When I was a girl, we preserved a lot of food. A lot. Like, if we were driving along and my mom saw a tender green shoot peeping from the earth, she'd stop the car and make me go pick it so we could put it away for the winter.
We did so much canning that if you could only know how much canning we did, you'd drop whatever it is you're doing, build a time machine, and travel back to my childhood so you could rescue me from my life as an indentured servant.
Don't worry, however, about building that machine for my own children. Although they may feel otherwise, I assure you they are only making cameo appearances in the Dickensian world of putting food by.
Because a most fortuitous coincidence occurred the other day. Just as my sister and I were reminiscing (read: deprogramming each other) about the endless vats of spaghetti sauce we used to make so many years ago, a friend called with some rather nebulous information about a load of tomatoes which apparently fell off the back of a truck.
She didn't offer any information. I didn't ask any questions. But I did purchase a few boxes of her wares.
And it was fun to watch my girls treat the experience as a novelty...for the first thirty minutes. After that, they grimly realized we were not flittering through the kitchen, playing our usual games of make believe.
This was actually work.
Which is when I explained to them: however did they think I came up with games of make believe in the first place?!

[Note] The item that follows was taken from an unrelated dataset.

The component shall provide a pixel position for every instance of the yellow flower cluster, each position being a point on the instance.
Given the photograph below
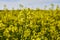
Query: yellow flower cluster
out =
(28, 24)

Listen, dear reader, when your mum has you up before the break of dawn each day of summer vacation, canning whatever happens to be in season and you stand at the kitchen sink, peeling pits from apricots or snipping the ends off green beans, and you cast a tremulous glance over your shoulder and behold a trail of fresh boxes of produce awaiting your attention, enough boxes to snake around the corner and disappear from sight, your mind finds an escape hatch right smartly.
It has to.
Otherwise, and I'm not kidding, I'm pretty sure I would still be standing there.